In this case, the district clerk informed petitioner of respondent’s decision by letter dated Thursday, December 13, 2007.  Assuming the usual five days for mailing, the date of receipt is presumed to be December 20, 2007.  In his petition, petitioner claims he submitted his original appeal to the Commissioner with a letter from A.U.’s social worker on or about December 24, 2007.  By letter to the Commissioner dated January 28, 2008, petitioner inquired about the status of his alleged “appeal.”  By letter dated February 6, 2008, my Counsel’s office informed petitioner that it had no record of any such appeal.

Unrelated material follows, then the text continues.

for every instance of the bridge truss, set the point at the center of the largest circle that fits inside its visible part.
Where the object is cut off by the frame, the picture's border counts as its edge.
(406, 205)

By letter to the Commissioner dated February 22, 2008, petitioner’s original counsel, who had appeared at the superintendent’s hearing, submitted a copy of petitioner’s January 28, 2008 letter, a narrative from petitioner, a letter from A.U.’s therapist, and copies of the superintendent’s and respondent’s determinations.  However, this letter did not comply with the regulations of the Commissioner governing the commencement of an appeal pursuant to Education Law §310, and was returned.  Petitioner did not serve a petition until March 4, 2008, more than 30 days later after the presumed receipt of respondent’s determination on December 20, 2007.  Except in unusual circumstances, ignorance of the appeal process does not afford a sufficient basis to excuse a delay in commencing an appeal (Appeal of E.M., 44 Ed Dept Rep 156, Decision No. 15,130; Appeal of R.A. and D.A., 43 id. 281, Decision No. 14,995).  I find no such circumstances here.  Accordingly, the appeal must be dismissed as untimely.